Sukhanova for petrol heads


Round the back, beside the garages, I found an old ZiM which dated, I was told, from 1955. Apparently, it still runs. Beria used to drive a Packard. Even if this car had been older, it would have been too modest for the great man (who, incidentally, played football for Georgia in his youth).

Butovo - the killing ground

From Sukhanovo it is less then ten kilometres to a place called Butovo, where in the 1930s there was an NKVD firing range, or полигон ("polygon"). In 1937, at the time of the Great Terror, Nikolai Yezhov, the successor to Yagoda and Beria's predecessor as head of the Soviet secret police, started shooting people on a huge scale at this site, which was then in woodland fifteen miles or so from the then southern edge of Moscow. Many of the prisoners who had been tortured and/or tried at Sukhanovka prison, were transported the short distance east to Butovo where they were shot and their bodies shoveled into mass graves. One of them is shown in this picture. The heaped ground, perhaps fifteen feet wide and a foot high, stretches fifty yards or so through the trees. In total, there were nearly 21,000 people shot here between early 1937 and late 1938. The place is now a memorial ground, and was visited by the Russian President, Vladimir Putin, in November 2007.

Butovo - the killing ground

This picture shows part of the display board near the entrance to the Butovo Polygon. The blue strips show the tranches where the bodies were buried. The whole area is perhaps five or six acres. The previous picture is of the long, slightly kinked trench to the left of the plan around and slightly below the middle.

Butovo - the killing ground


The table is also displayed near the gate at Butovo, and it shows the number of people shot here every day between August 1937 and October 1938, when the madness started to abate, largely due to the increasing lack of any vaguely plausible victims. Alongside are pictures of some of the people killed, as shown above the table here. A beautifully-produced, 500-page book, full of fascinating illustrations and reproduced documents, gives a full history of the tragedy that took place on this spot, along with a great deal of interesting context and background information. Though sold on site, it is probably available only in Russia. Published in 2007, it is called Бутовский Полигон: Книга Памяти жертв политических репрессий ("Butovsky polygon: a book in memory of the victims of political repression"). The ISBN is 5-93547-008-X. Below is an illustration in the book. It is the signature of a man called Pavel Troitsky, on the left as it was before his arrest, on 29 October 1937, and, on the right, as it was on the night after he was interrogated.

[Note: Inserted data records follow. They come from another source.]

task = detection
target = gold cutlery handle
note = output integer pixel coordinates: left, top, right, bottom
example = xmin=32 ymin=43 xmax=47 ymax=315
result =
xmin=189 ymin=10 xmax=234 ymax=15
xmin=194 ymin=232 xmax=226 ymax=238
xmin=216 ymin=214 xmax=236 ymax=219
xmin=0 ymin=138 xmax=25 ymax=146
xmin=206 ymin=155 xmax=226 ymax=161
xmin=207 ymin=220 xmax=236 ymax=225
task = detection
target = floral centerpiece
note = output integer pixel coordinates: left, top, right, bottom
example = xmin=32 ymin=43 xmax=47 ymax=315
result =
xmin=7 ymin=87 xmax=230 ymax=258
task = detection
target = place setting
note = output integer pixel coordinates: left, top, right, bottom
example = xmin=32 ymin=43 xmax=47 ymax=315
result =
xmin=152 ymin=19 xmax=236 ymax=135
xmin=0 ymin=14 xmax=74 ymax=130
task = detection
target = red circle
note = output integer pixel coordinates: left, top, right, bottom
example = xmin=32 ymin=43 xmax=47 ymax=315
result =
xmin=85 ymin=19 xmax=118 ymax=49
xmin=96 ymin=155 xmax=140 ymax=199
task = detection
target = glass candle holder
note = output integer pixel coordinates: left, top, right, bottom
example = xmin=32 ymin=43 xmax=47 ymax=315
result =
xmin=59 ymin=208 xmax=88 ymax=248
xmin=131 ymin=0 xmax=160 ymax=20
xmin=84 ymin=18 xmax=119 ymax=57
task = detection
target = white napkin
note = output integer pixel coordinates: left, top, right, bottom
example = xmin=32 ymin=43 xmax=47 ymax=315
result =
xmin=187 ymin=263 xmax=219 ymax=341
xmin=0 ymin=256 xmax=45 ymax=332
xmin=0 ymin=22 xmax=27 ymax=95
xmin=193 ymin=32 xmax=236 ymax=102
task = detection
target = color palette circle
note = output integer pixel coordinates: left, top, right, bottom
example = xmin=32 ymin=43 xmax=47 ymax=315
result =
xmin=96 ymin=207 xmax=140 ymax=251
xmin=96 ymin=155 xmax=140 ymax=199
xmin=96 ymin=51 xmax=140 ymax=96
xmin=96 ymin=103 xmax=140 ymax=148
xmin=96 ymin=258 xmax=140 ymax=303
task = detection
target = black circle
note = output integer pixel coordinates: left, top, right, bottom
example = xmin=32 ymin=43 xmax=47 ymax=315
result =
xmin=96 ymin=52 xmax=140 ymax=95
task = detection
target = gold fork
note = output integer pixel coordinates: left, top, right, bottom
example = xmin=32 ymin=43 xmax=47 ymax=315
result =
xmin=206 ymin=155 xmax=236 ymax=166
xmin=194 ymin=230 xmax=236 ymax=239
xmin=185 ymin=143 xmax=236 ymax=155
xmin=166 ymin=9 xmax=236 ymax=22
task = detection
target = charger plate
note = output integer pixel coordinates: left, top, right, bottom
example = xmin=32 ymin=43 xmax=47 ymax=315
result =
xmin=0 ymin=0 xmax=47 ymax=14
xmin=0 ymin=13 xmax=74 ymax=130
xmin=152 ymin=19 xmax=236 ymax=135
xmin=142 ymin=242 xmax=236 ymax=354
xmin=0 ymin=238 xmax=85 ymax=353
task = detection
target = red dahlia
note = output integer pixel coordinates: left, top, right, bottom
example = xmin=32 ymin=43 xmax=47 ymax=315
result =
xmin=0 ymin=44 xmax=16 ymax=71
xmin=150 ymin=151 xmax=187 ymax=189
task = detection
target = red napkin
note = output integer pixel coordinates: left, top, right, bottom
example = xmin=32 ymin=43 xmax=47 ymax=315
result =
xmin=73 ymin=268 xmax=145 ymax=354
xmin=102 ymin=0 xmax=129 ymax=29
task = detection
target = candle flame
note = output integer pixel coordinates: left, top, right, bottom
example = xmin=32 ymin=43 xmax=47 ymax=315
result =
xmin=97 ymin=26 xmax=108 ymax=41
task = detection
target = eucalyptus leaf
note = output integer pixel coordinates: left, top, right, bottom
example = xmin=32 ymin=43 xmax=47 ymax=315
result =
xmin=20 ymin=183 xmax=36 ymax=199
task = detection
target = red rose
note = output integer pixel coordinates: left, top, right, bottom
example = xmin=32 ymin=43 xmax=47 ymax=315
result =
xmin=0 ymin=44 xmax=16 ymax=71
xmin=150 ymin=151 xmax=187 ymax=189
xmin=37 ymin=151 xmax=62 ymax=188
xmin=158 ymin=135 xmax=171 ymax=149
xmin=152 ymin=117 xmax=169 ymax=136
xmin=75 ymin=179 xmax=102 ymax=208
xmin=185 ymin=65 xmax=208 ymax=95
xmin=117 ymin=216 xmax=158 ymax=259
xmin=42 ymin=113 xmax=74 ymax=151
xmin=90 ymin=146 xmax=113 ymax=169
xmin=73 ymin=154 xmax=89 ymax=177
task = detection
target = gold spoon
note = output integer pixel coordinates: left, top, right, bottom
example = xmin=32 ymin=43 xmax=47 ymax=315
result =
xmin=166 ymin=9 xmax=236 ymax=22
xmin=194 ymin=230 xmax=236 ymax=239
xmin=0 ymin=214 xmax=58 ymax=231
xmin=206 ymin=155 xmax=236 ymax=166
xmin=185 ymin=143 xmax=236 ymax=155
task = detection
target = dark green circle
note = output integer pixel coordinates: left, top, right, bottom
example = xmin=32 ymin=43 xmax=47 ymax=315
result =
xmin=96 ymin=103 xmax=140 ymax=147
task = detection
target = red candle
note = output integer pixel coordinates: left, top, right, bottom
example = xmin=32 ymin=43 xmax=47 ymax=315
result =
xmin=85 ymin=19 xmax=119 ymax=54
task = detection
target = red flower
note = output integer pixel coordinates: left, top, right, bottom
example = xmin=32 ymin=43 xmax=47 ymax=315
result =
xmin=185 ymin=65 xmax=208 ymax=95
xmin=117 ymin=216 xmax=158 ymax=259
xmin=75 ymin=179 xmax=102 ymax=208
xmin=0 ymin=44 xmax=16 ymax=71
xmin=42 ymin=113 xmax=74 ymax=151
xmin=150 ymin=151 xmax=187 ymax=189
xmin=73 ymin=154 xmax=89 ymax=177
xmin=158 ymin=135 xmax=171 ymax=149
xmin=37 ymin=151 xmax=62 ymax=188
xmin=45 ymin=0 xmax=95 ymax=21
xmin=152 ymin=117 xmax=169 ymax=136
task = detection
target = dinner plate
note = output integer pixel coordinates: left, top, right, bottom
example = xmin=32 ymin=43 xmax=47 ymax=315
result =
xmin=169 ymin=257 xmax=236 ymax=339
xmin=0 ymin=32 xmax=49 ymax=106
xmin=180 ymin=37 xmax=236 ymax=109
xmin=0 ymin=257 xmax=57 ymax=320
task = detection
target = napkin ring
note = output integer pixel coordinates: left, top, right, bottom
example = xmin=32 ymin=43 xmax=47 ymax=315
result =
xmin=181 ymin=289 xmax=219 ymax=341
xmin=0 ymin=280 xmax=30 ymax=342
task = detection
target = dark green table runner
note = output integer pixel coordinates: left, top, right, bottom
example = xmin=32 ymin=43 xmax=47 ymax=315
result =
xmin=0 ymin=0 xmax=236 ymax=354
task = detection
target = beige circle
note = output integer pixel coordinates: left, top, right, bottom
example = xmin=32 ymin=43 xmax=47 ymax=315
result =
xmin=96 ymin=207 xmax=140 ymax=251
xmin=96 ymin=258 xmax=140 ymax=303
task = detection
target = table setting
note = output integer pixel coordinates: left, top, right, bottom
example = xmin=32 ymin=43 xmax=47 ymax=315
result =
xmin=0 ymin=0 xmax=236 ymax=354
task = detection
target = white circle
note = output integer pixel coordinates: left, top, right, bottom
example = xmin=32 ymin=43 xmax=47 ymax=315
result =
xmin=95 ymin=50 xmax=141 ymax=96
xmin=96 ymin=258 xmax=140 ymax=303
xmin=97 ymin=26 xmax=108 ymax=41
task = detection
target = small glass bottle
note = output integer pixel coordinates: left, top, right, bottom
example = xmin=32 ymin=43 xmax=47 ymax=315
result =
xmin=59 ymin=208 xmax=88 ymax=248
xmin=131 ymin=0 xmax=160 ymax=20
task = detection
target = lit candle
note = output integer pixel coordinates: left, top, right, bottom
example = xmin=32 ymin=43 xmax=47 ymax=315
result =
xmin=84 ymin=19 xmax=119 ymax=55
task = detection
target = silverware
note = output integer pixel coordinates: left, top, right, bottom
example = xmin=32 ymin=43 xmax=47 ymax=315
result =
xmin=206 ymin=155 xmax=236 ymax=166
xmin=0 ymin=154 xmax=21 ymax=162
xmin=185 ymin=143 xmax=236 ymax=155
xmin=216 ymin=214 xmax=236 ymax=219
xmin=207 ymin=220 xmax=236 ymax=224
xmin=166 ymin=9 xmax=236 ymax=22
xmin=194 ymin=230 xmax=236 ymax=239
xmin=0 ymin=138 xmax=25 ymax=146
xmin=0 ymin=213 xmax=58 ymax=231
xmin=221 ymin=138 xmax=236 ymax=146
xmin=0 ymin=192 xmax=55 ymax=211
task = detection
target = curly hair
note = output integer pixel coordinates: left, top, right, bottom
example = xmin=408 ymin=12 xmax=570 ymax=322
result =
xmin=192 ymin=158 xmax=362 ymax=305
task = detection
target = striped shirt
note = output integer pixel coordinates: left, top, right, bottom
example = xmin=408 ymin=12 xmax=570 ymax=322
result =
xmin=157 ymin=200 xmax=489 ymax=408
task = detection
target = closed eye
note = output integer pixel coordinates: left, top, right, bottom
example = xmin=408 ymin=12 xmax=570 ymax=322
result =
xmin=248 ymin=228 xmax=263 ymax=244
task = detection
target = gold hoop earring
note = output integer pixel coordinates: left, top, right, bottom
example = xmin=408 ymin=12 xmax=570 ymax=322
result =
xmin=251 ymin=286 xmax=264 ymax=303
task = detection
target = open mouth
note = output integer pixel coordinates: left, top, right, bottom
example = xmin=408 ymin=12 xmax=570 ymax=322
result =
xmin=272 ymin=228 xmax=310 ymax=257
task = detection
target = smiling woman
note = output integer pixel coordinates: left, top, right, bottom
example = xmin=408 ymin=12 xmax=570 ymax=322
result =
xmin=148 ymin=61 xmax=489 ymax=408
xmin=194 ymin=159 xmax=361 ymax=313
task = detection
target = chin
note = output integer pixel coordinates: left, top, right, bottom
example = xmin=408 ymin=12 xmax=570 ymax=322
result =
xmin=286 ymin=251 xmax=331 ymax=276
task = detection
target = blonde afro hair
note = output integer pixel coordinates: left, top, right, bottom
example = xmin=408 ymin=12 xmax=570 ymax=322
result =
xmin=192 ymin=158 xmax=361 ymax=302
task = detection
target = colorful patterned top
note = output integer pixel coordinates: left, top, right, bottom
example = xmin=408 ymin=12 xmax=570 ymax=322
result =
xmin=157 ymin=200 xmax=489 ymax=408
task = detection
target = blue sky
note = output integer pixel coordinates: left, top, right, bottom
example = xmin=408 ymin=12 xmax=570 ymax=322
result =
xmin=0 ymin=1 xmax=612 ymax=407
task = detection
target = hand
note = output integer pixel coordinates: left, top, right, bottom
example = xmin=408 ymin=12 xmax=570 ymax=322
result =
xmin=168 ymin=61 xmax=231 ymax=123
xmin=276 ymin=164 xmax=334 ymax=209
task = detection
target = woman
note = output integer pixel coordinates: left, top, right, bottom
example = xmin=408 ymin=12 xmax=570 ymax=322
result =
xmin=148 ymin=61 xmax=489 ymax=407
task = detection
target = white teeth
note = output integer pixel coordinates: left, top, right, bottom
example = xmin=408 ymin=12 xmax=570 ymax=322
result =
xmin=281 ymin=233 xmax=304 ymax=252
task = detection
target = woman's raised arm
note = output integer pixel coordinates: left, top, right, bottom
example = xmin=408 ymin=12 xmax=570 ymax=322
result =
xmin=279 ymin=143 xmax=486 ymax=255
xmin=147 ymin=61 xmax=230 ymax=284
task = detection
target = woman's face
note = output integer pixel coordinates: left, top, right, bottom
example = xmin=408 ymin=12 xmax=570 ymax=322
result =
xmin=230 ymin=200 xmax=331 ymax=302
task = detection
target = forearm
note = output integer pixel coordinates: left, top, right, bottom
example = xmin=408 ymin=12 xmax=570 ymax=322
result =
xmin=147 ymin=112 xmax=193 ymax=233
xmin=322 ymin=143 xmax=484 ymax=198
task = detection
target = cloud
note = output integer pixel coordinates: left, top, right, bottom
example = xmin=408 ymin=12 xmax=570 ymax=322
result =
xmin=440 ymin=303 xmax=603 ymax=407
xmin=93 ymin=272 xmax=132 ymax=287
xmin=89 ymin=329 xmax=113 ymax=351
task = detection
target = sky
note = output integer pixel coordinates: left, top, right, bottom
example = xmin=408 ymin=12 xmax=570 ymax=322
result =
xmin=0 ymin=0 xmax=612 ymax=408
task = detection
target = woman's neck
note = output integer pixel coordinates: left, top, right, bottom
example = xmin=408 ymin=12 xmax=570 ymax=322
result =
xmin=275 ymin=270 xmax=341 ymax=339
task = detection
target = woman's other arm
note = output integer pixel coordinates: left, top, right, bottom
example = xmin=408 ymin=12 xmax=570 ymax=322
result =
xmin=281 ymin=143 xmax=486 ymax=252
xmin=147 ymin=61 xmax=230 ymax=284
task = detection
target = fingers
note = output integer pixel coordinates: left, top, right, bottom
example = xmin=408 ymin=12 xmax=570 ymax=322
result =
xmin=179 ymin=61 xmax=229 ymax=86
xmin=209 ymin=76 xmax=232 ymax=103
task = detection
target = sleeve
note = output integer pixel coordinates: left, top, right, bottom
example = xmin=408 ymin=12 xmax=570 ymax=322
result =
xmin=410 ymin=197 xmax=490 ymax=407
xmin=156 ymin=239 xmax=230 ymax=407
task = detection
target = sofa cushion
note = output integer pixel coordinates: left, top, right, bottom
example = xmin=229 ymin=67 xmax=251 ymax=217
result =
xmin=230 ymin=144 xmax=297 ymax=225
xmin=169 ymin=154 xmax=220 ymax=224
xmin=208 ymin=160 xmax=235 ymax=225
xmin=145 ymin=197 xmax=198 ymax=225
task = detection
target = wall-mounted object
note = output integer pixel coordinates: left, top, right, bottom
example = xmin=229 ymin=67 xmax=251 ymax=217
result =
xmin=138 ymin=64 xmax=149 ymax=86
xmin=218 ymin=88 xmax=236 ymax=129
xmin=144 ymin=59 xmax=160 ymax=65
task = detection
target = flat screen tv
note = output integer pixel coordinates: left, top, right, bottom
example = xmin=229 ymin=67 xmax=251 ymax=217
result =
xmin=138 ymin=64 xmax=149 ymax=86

Butovo - the killing ground

This is the cosy, intimate little church which has been erected near the gate of the Polygon. Across the road is a large, more modern church which was completed this year, and is shown below. The lady in the photograph would not let me enter until she had finished sweeping the steps. There were no other visitors on the occasion I went to Butovo. In side the church was, to my taste, very beautiful.

But, for all the archaeological work that has been done at Butovo, it is not known just how extensive the mass graves are. It is known that some extend outside the fence of the current memorial park, out into the forest which used to surround the area. Today, there are modern houses all around, and the threat apparently exists that some will be built onto of as yet undiscovered mass graves. Below is picture of one of the graves which extends outside the fence, into the as yet undisturbed woodland. But given the rage for building in and around Moscow, and the money at stake, how long will this place stay undeveloped? The relationship between history and the present/future in modern Russia is such that cottages will probably conquer any conscience about the catastrophes of the past.

Butovo

This is the new memorial church which is one of the more bizarre buildings I have seen in Moscow. The inside (see below) shows the lavishness of the funding, but also an almost chilling sense of cleanliness, order and control. It did not, to me, have any sense of spiritual expresion--not unlike the massive but ghastly Christ the Saviour Church in the central of the city. Perhaps I am missing something, but I preferred the little wooden church, whose interior is shown above.

Butovo

Perhaps one should not be unfair about the new church. At least it has in its grounds the cross, shown on the left in this picture, which was made from wood taken from the original GULAG camp on the Solovetski Islands. It was brought to Moscow by way of every labour camp on the way, with appropriate ceremony. But then again, maybe I was not being unfair because I was ticked off by a gardener for standing on his lawn when taking this photograph. In the anti-septic, strictly "face-controlled", turbo-anal mood of the nouveau riche in Russia today, it is very much "Keep off the Grass": almost like England!